Microbial Composition Based on Clone Libraries

From a total of 351 non-archaeal and 297 archaeal 16S rRNA gene sequences obtained from PCR clone libraries, those of insufficient quality or that did not pass the chimera check analysis were removed, leaving 315 and 247 non-archaeal and archaeal sequences, respectively. More OTUs, defined using a distance of 3%, were found for non-Archaea than for Archaea and the estimated coverage for each of the libraries indicated good representation, with slightly better coverage for the Archaea (Table 2). The non-parametric richness estimators S CHAO1 and S ACE gave similar values and indicated greater richness than observed (number of OTUs) (Table 2). A rarefaction analysis for archaeal (Fig. 1a) and bacterial (Fig. 1b) sequences showed that at 3% distance more sampling might still be required to cover the prokaryotic diversity in this sample.

Table 2 Diversity analysis of 16S rRNA sequences from El Coquito hot spring
Figure 1
figure 1

Rarefaction analysis. Rarefaction curves were constructed using DOTUR software for all (including chloroplast sequences) a archaeal and b bacterial clones libraries and c 454-pyrosequencing data. The sequence identity clusters are shown as unique, 0.01, 0.03 and 0.05

Out of the total number of 315 sequences obtained, 143 (45%) were affiliated to chloroplasts (Eukaryotes) and were not analyzed in this study, leaving 172 and 247 sequences belonging to the Bacteria and Archaea, respectively. The predominant phylum present in the bacterial library was Proteobacteria (69%), followed by Actinobacteria and Nitrospira (Supplementary Table 1, Fig. 2). Betaproteobacteria was the dominant class among the Proteobacteria, although almost half of these sequences could not be further classified. The most abundant order was Burkholderiales, represented by sequences similar to Thiomonascuprica (97% identity), based on BLAST analysis (data not shown). Gammaproteobacteria was the next most abundant group, with sequences related to Legionella (98% identity), the iron oxidizer Acidithiobacillus ferroxidans (99% identity), and uncultured gammaproteobacterial clones (96–98% identity) from acid impact lakes [37]. The next largest group was Alphaproteobacteria that included the orders Rickettsiales and Rhodospirillales, with sequences affiliated to the acidophilic heterotrophic bacteria of the genera Acidisphaera, Acidiphilium, and Acidocella (96–99% identity). Within the phyla Actinobacteria and Nitrospira, clones were affiliated to the iron-oxidizing mixotrophic acidophilic genus Ferrithrix [38] and to Leptospirillum ferriphilum (99% identity) that can use ferrous iron or pyrite as energy sources [39]. Phyla recovered in smaller numbers included Planctomycetes, Firmicutes, Spirochaetes, Acidobacteria, and Bacteroidetes (Supplementary Table 1).
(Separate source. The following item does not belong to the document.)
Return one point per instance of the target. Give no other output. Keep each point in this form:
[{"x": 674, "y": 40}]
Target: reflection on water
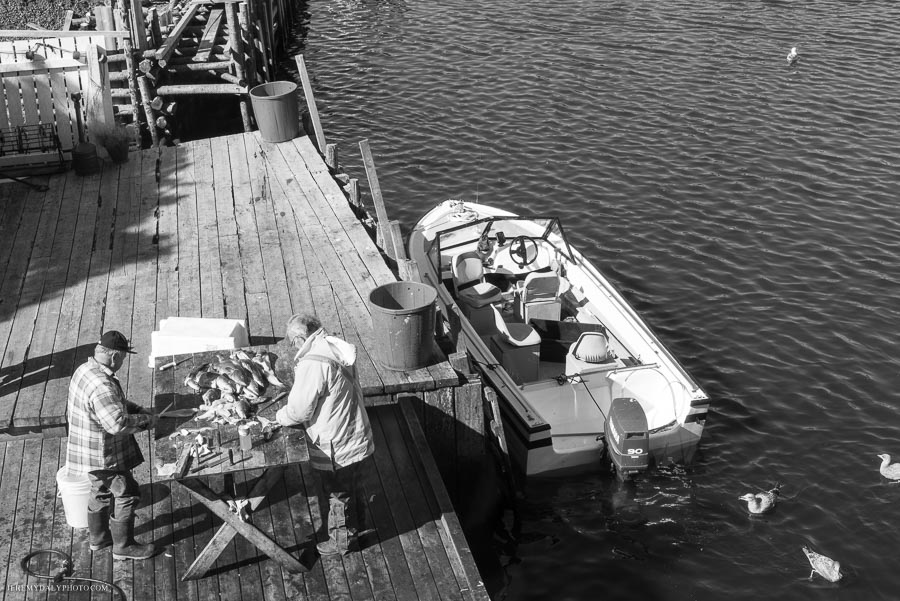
[{"x": 746, "y": 207}]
Six of the Planctomycetes clones had 90–100% identity to Zavarzinella, an aerobic bacterium isolated recently from an acidic Sphagnum peat bog [40], and two of the Acidobacteria clones had 100% identity with sequences obtained from metal-enriched environments [41, 42].

Figure 2
figure 2

Community structure of El Coquito hot spring. Relative abundance of clone libraries, 454 pyrosequencing and Phylochip. The classification is shown at the order level and was based on the RDP classifier. ‘Other’ includes groups that totaled <2.5% at the phylum level

The majority of the archaeal sequences (65%) could not be classified (Supplementary Table 1). The rest of the sequences belonged to the phyla Crenarchaeota (5%), specifically to the class Thermoprotei that contains several thermoacidophilic microorganisms, and Euryarchaeota (30%) that includes some of the most acidophilic microorganisms known [43, 44]. In general, the classified archaeal sequences were most similar to sequences obtained from acidic hot springs, acid mine drainage, or environments with high concentrations of heavy metals [4547].
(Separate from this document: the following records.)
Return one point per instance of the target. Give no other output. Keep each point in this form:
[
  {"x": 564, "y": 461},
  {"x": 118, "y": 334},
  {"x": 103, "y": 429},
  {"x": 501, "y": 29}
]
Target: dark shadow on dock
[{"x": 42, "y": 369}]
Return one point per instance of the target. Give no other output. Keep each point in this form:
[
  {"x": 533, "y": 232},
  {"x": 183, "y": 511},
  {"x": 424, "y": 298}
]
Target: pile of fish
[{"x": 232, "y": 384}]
Microbial Composition Based on Pyrosequencing of the V5–V6 Region

From an initial 5,439 sequence reads, 5,095 sequences with an average length of 186 bases were retained for analysis after cleaning. At 3% distance, the diversity indices indicated a high microbial diversity (Table 2), and rarefaction analysis showed that more sequences would still be required to cover the diversity in this sample (Fig. 1c). Consistent with previous reports [10, 48], there was a large number of rare OTUs represented by single sequences (33%) and the predominance of few sequences. There were also a few predominant OTUs, the most abundant one affiliated to an unclassified bacterium represented by 12% of the sequences. Only 23% of the OTUs were represented by more than ten sequences, and the remaining 44% of the OTUs contained between two and ten sequences. Among these sequences, 293 (6%) were assigned to chloroplasts (Eukaryotes) and not further analyzed here. The discrepancy between the number of chloroplast sequences identified by pyrosequencing and clone libraries could be due to the difference in strategies and the ability to capture different populations with the primers used.
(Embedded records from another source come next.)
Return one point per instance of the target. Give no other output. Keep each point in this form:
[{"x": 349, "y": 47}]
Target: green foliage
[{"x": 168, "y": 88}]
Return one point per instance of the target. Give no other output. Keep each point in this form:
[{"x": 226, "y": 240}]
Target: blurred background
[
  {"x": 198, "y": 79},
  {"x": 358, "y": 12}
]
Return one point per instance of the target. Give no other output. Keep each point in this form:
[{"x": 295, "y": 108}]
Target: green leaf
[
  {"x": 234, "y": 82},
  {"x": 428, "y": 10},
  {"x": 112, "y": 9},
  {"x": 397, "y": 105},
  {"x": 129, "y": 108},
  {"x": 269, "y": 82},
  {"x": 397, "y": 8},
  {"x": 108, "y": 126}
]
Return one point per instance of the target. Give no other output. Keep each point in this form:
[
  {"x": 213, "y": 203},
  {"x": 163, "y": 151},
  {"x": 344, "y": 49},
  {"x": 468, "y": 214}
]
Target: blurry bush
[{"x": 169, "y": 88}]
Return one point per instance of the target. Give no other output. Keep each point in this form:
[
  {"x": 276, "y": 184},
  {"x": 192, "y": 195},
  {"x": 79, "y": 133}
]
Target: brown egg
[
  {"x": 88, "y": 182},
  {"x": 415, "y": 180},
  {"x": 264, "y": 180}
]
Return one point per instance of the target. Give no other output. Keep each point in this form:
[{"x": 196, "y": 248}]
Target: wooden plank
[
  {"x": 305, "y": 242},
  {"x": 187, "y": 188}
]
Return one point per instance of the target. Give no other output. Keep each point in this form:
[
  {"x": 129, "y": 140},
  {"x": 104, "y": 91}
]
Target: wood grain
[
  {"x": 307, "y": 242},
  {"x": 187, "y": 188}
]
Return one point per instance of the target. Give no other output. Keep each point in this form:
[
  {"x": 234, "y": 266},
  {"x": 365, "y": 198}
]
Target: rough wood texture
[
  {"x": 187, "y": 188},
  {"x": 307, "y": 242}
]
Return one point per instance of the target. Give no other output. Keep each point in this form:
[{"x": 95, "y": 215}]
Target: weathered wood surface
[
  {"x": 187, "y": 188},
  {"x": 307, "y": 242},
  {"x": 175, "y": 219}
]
Of the remaining 4,800 sequences, 4,776 were classified as Bacteria (99.5%), and only 24 sequences were classified as Archaea (0.5%). Approximately half of both archaeal and bacterial sequences could not be classified further (Supplementary Table 1). This low number of Archaea contrasts with results for clone libraries and could be due to differences in PCR conditions and the fact that amplification for pyrosequencing was done in a single reaction and with primers designed for coverage of >99% bacterial and archaeal sequences (see methods), whereas separate reactions were done for clone libraries. Thus, clone libraries give information on the phylotypes present, but not necessarily about the relative proportion of Archaea and Bacteria in the community, especially when more sampling is required as indicated by rarefaction.

The predominant bacterial phylum was Proteobacteria (42.5% of all sequences) with affiliations, in decreasing order, to the Beta-, Gamma-, and Alphaproteobacteria (Fig. 2). The predominant genera were Thiomonas (Betaproteobacteria), Aquicella, and Legionella (Gammaproteobacteria). Other abundant phyla in the sample were candidate division TM7 (5.5%) and Planctomycetes (2.4%). All remaining bacterial phyla identified represented <2% of the sequences (Supplementary Table 1). A small number of sequences (0.08%) were not classified as either Bacteria or Archaea (unclassified).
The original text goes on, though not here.